In 1968, Brookline artist Harriet Casdin-Silver attended a talk on holography by physicist Raoul van Ligten that would change her career.
“I had been at a meeting in Boston where the head of the optical department of American Optical spoke,” she told me a couple weeks ago. “This is a long time ago. He showed little four-by-five holograms with a laser, not with a light. You could barely see it. You had to twist and turn. I thought a three-dimensional medium would be a strong political force.”
Her idea was to use this alluring new medium to draw people into her political statements – in particular, feminist ones. So she visited American Optical Laboratories in Framingham.
“I went actually to borrow a laser, I wasn’t going to try to do holography. Very lovely Raoul van Ligten invited me in to do holography. When I first started, there were only a couple days during a week [that she could work there]. Then I couldn’t be there for six to eight weeks. They would call me to tell me when I could come. The lab was being used for science. Raoul had the heart of an artist. He’d done a lot of photography.”
So as van Ligten advanced up the company hierarchy, he arranged for her to have daily use of one lab.
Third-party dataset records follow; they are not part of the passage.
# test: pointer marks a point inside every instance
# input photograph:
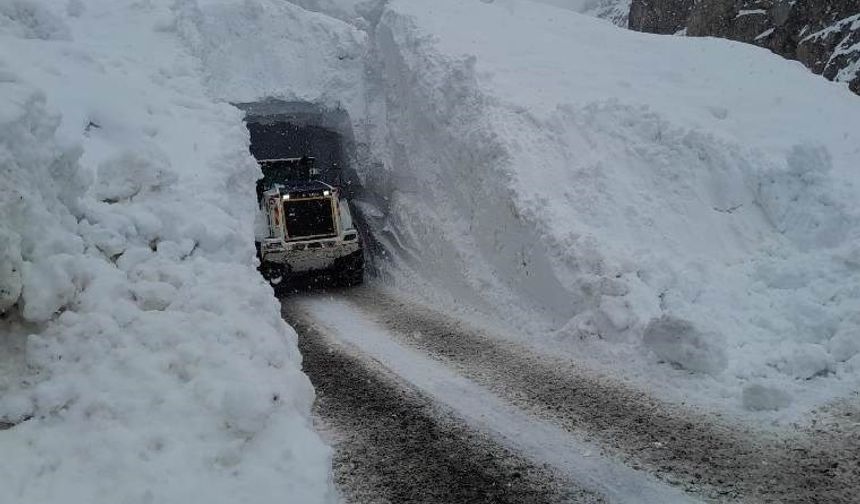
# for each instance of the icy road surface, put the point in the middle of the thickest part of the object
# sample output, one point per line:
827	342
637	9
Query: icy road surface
395	378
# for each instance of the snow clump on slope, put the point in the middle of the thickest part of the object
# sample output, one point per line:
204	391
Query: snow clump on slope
142	359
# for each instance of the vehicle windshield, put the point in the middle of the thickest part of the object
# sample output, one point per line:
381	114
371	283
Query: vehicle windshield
282	171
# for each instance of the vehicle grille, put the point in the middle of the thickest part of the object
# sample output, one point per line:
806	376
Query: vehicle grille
309	218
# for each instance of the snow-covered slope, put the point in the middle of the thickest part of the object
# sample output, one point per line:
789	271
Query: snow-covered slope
625	197
141	356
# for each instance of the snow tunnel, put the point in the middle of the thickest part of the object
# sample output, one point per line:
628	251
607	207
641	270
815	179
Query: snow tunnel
292	129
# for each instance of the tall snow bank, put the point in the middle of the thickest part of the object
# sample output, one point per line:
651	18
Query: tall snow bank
142	359
679	210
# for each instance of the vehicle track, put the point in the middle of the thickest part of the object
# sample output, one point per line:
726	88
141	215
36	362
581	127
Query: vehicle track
724	463
392	445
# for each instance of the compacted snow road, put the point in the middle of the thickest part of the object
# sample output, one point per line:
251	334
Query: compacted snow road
424	408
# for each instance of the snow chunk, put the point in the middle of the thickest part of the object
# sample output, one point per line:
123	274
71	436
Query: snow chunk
803	360
845	344
31	19
126	174
679	342
10	269
757	397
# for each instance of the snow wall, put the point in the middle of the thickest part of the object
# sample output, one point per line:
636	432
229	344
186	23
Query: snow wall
679	212
142	358
682	212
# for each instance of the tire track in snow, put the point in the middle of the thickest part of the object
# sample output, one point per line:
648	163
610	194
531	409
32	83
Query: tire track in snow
541	442
677	445
392	445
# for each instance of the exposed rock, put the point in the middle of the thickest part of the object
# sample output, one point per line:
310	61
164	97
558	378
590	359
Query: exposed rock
822	34
660	16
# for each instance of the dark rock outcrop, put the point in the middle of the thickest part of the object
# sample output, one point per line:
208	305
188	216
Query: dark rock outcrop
822	34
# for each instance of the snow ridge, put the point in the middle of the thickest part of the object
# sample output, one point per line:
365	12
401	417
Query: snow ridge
142	358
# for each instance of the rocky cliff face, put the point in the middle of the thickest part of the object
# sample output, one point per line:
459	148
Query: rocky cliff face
822	34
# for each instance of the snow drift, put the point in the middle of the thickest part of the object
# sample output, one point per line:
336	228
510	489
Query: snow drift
678	211
630	199
142	358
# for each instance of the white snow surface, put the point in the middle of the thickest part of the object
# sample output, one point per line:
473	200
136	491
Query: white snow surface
141	355
587	187
678	211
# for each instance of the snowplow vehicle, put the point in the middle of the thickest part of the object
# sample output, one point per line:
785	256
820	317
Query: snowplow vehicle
305	226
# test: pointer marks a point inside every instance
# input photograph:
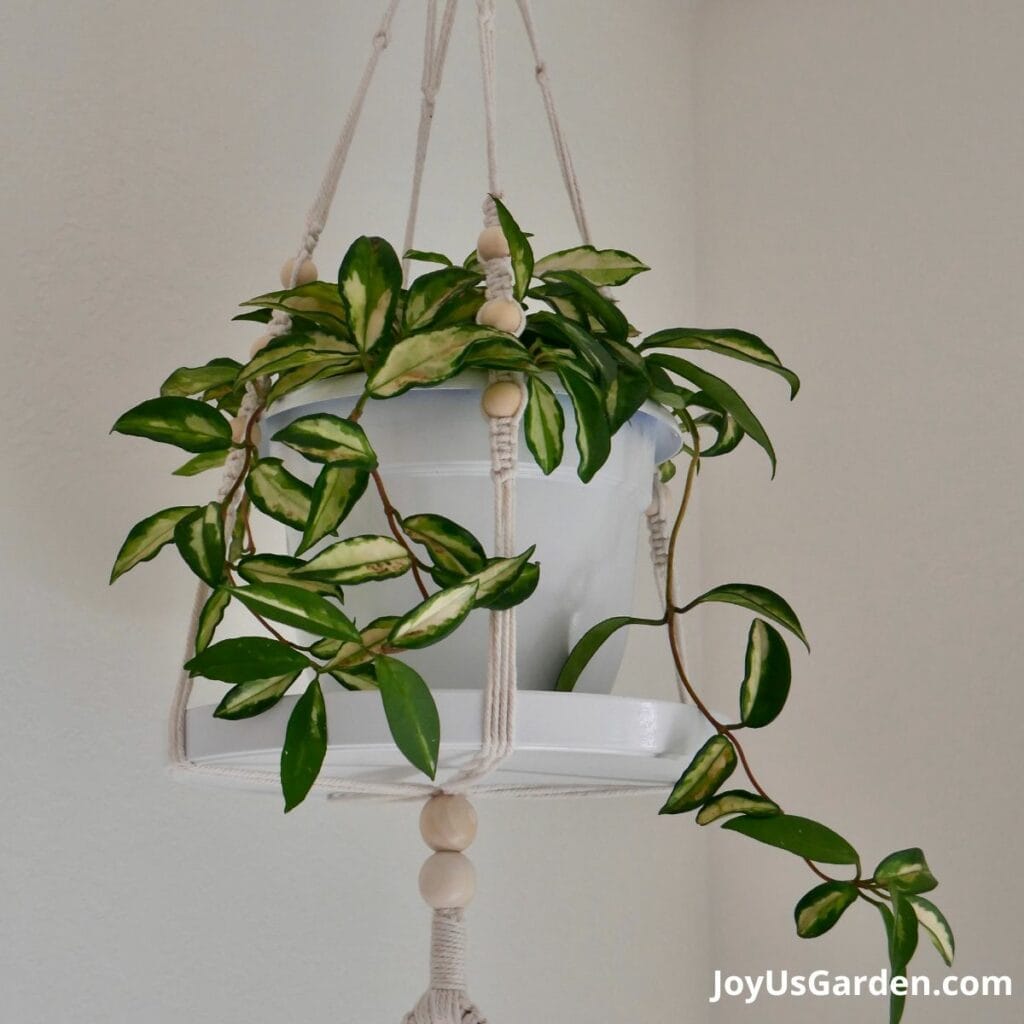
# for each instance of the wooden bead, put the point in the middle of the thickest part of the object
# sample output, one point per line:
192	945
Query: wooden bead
307	273
259	344
448	880
492	244
448	822
502	314
239	431
502	398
The legacy of that decision is evident in a small exhibit by the now 82-year-old Casdin-Silver at Gallery Naga through March 24. (Here’s my preview.) DeCordova Museum curator Nick Capasso trumpeted her as “America’s foremost art holographer” and “a pioneer of the art-and-technology movement of the second half of the twentieth century” when the museum mounted a retrospective of her work in 1998.
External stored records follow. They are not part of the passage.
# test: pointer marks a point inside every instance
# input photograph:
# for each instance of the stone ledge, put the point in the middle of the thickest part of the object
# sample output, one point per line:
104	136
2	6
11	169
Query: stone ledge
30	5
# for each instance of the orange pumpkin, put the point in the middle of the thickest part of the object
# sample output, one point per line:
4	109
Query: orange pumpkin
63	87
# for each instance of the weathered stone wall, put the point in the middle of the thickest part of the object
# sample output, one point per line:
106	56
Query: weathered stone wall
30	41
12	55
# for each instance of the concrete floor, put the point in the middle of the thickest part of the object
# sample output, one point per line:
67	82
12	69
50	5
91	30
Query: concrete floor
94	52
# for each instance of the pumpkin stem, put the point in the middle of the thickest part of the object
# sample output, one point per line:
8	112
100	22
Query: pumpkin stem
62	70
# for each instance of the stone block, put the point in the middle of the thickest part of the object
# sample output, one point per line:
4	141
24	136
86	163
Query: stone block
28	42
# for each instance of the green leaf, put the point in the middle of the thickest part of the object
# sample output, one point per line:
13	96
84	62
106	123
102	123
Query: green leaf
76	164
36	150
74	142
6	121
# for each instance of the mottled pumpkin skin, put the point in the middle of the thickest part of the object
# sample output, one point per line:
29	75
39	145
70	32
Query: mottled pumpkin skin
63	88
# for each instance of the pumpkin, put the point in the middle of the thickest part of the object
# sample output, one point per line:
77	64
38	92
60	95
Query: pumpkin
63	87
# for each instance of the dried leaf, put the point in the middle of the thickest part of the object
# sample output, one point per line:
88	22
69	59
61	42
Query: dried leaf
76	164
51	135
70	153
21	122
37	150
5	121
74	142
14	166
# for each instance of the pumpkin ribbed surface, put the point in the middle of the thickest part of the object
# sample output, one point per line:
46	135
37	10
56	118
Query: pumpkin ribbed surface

“A lot of people use light to get technical effects,” Casdin-Silver told me. “That was never my mission. My mission was to help women grow in every way – psychologically, sociologically, and in believe in themselves. And I taught too so I did reach a lot of women.”
The show includes a handful of holograms of curled up nude men and women from the early 1990s. (At top, “Kathryn of Orange” 1995.) They’re astonishing technically, the effect is something akin to hyper-realist sculpture, but these pieces don’t speak much beyond that. Casdin-Silver also presents four recent photographs – a nearly nude self-portrait (at left, “80+1,” 2007), a photo of an art historian friend seated naked and curled in on herself (at bottom, “Sarah,” 2006), and photos of her college-age granddaughter. The photos feel, well, flat.
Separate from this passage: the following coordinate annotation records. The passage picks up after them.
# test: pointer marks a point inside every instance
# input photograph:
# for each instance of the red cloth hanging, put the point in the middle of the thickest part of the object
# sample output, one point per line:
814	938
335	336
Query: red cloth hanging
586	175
“I had a yen to do something different. And then when my granddaughter offered to pose for me I decided to go this route,” she said. “I would not have asked her to pose nude. But when she offered I couldn’t resist. This image ["Rebecca," 2007] is what I want women to be: strong, solid, vivacious, she could handle anything.”
(Best awkward interview moment: What does a man say when an 82-year-old lady asks how beautiful are her photos of her naked college-age granddaughter?)
The new images were shot in her Fort Point studio. “Unfortunately that area is going condo. So after being there since 1985, I’m going to have to move next year. I may just quit," Casdin-Silver said. "But I can’t quit. My work keeps me going.”
Harriet Casadin-Silver, Gallery Naga, 67 Newbury St., Boston, March 2 to 24, 2007.